Ксендз-катехета появился в монастыре, как всегда, в воскресенье, чтобы отслужить молебен в нашей часовне.

За полчаса до богослужения я встретила в коридоре Сабину, которая несла из белошвейной мастерской блюдо с нетронутыми кушаньями. На нем стояли два бокала: один – с кофе, а другой – с молоком, тарелка с четырьмя ломтиками ржаного хлеба, четырьмя кусочками масла и двумя кусочками сыра.

– Ксендз даже не притронулся ни к чему. Сказал, что очень торопится, и ушел, – пояснила Сабина.

С недоверием поглядела я на скромный завтрак.

– Матушка и в самом деле ничего больше не положила на блюдо?

– Нет. Даю слово…

Я кивнула головой и пошла своей дорогой, обогащенная еще одним уроком из области тонких человеческих чувств.

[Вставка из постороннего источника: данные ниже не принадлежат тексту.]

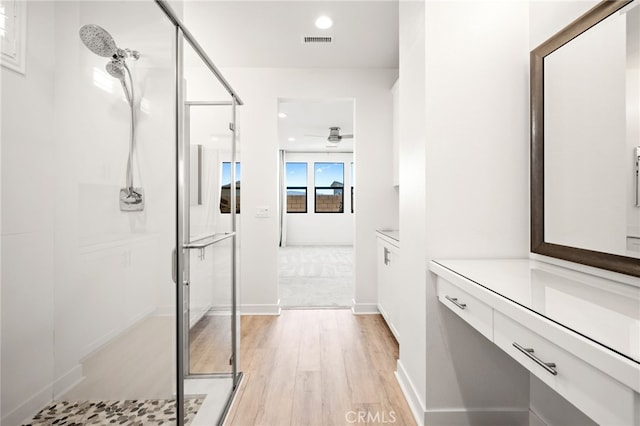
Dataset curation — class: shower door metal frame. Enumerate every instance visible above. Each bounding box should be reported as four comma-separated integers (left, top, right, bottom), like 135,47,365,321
181,98,238,382
155,0,243,426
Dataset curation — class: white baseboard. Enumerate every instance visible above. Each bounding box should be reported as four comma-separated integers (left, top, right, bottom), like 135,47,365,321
395,360,424,426
53,364,84,399
351,299,380,315
0,385,53,426
80,309,156,363
240,299,282,315
378,304,400,342
424,407,529,426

Вскоре после этого происшествия ксендз уехал. Неблагодарные, мы быстро вычеркнули его из своей памяти, хотя только его щедрости обязаны мы тем, что единственный раз за все время пребывания в приюте наелись досыта.

* * *

– Когда наступает пасха, то меня охватывает радость – значит, весна уже совсем близко, – говорила Казя, очищая забрызганные грязью туфли. – Не люблю зимы. Однако весною голод еще заметнее. Знаешь, – добавила она, понижая голос и обращаясь ко мне, – половина картофеля сгнила в подвале. Матушка ходит расстроенная: запасов хватит только на две недели.

– Поедете за квестой.

– А что из того? Весною гуралы сами нищенствуют. Если мы даже и поедем, так ничего не выклянчим.

– Белошвейки заработают.

– Думаешь, это так легко! На нашей улице одна вдова основала такую же мастерскую. Да где там – такую же: там есть зеркала, кресла, журналы мод. А у нас одни только святые образа. Половина клиенток перебежала теперь к вдове. У нас остались одни лишь старые девы, а они-то как раз платят меньше всех. Вот как белошвейная мастерская обанкротится, то уж и не знаю, что тогда будет. Разве что помрем с голоду.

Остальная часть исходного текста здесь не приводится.